Dans un litige comme celui qui oppose actuellement Aprilia et Martín, le CRB analyserait les documents fournis et les arguments des deux parties, et rendrait son jugement. Outre sa rapidité d'intervention inégalable, il existe un facteur qui lui donne une grande valeur, c'est que ses décisions sont contraignantes et définitives. Elles font autorité auprès de la FIA pour acter l'inscription d'un pilote au sein d'une équipe sur la grille de la F1.
Jorge Martín a fait une apparition remarquée au Aprilia All Stars, il y a un mois.
Photo de : Aprilia Racing
Recourir à un tel organe garantit également la confidentialité des contrats, qui ne tombent pas dans le système judiciaire, avec le risque de fuites que cela peut supposer. Cela permet aussi, en principe, d'éviter d'écorner l'image d'une marque ou d'un pilote en passant devant les tribunaux. Cela n'a toutefois pas été le cas il y a trois ans, lorsque le CRB a résolu le conflit opposant Alpine et McLaren pour s'attribuer les services d'Oscar Piastri.
Dans cette affaire, les parties impliquées avaient massivement communiqué publiquement et été critiquées par les soutiens des uns et des autres avant que le CRB ne rende sa décision.

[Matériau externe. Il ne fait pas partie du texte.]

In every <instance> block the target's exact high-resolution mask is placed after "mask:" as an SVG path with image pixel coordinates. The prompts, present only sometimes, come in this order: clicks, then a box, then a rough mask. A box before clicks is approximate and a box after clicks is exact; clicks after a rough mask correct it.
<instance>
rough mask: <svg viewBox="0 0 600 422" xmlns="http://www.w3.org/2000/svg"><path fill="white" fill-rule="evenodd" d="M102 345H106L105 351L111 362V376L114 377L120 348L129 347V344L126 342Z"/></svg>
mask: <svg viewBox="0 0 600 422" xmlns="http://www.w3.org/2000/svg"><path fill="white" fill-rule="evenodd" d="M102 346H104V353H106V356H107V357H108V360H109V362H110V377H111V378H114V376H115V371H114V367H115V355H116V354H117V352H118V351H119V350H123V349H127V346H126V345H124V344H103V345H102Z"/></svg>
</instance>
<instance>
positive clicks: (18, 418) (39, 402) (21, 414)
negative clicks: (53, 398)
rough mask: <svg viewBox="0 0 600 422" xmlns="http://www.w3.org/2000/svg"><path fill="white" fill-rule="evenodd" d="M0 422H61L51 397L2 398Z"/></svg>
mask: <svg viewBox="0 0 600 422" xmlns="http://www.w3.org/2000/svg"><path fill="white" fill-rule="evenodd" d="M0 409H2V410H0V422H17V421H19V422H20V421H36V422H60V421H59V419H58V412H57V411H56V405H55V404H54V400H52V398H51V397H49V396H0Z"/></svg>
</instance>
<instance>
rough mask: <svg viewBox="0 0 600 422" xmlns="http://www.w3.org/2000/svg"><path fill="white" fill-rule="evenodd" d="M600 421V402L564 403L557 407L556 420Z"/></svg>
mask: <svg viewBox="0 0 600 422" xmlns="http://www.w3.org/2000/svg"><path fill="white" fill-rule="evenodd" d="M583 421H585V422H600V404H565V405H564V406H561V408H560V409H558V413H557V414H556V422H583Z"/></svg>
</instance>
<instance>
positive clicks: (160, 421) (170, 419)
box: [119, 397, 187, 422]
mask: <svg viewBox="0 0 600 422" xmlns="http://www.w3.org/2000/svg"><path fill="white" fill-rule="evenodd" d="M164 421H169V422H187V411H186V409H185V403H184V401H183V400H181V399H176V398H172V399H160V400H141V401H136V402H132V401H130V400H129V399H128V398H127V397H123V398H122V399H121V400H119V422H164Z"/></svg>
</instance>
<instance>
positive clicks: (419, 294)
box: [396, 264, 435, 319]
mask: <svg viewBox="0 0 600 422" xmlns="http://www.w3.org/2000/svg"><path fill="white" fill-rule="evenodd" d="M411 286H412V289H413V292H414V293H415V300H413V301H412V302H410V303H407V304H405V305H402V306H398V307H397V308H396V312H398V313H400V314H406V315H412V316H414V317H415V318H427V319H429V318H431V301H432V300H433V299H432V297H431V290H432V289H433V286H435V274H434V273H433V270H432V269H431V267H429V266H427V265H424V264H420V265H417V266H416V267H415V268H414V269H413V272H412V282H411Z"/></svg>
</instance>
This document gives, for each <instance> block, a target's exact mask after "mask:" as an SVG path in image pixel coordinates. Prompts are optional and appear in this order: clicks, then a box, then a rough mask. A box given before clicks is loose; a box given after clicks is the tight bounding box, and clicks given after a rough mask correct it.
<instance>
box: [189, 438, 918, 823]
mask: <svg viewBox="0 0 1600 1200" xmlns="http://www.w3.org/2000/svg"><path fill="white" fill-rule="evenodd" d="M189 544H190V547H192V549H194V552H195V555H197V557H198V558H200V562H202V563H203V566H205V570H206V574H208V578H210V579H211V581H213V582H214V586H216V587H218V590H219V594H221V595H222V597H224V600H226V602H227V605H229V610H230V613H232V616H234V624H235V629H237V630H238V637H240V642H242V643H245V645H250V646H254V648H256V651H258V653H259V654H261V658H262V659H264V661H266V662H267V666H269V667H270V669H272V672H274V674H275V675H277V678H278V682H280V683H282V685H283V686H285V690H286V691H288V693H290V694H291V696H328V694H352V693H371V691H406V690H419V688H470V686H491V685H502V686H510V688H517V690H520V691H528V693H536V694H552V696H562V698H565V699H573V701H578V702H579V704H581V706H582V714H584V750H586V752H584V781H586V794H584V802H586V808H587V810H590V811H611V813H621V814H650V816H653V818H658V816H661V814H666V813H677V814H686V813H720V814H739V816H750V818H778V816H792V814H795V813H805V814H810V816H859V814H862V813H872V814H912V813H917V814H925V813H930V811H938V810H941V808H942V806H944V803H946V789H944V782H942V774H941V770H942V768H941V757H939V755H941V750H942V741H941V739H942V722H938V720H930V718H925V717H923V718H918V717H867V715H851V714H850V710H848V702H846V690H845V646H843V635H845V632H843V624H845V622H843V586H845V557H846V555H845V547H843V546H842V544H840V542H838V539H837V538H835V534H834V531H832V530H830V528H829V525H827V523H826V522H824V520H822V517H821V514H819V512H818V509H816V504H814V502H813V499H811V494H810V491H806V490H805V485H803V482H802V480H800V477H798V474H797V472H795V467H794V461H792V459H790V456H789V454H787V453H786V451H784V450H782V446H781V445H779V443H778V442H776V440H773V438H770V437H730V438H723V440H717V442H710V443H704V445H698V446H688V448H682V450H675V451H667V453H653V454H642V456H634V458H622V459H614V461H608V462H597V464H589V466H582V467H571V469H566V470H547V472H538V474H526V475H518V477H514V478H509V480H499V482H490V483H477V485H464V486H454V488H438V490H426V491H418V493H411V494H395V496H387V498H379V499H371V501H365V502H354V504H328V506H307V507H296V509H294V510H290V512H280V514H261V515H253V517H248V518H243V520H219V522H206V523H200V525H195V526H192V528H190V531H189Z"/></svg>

Il avait alors statué à l'unanimité en faveur du contrat signé par le pilote avec McLaren, écartant tout droit qu'Alpine pensait détenir grâce à son accord de principe avec lui.
Si l'on peut comprendre l'intérêt que porte Albert Valera à un tel recours, son problème premier reste inchangé : les délais sont très courts s'il espère véritablement trouver une issue au conflit avant que Jorge Martín ne relance sa saison. Le pilote, qui a repris le guidon jeudi pour un premier test sur circuit depuis son accident du Qatar il y a trois mois, espère être à Brno pour le dernier Grand Prix précédant la pause estivale, du 18 au 20 juillet.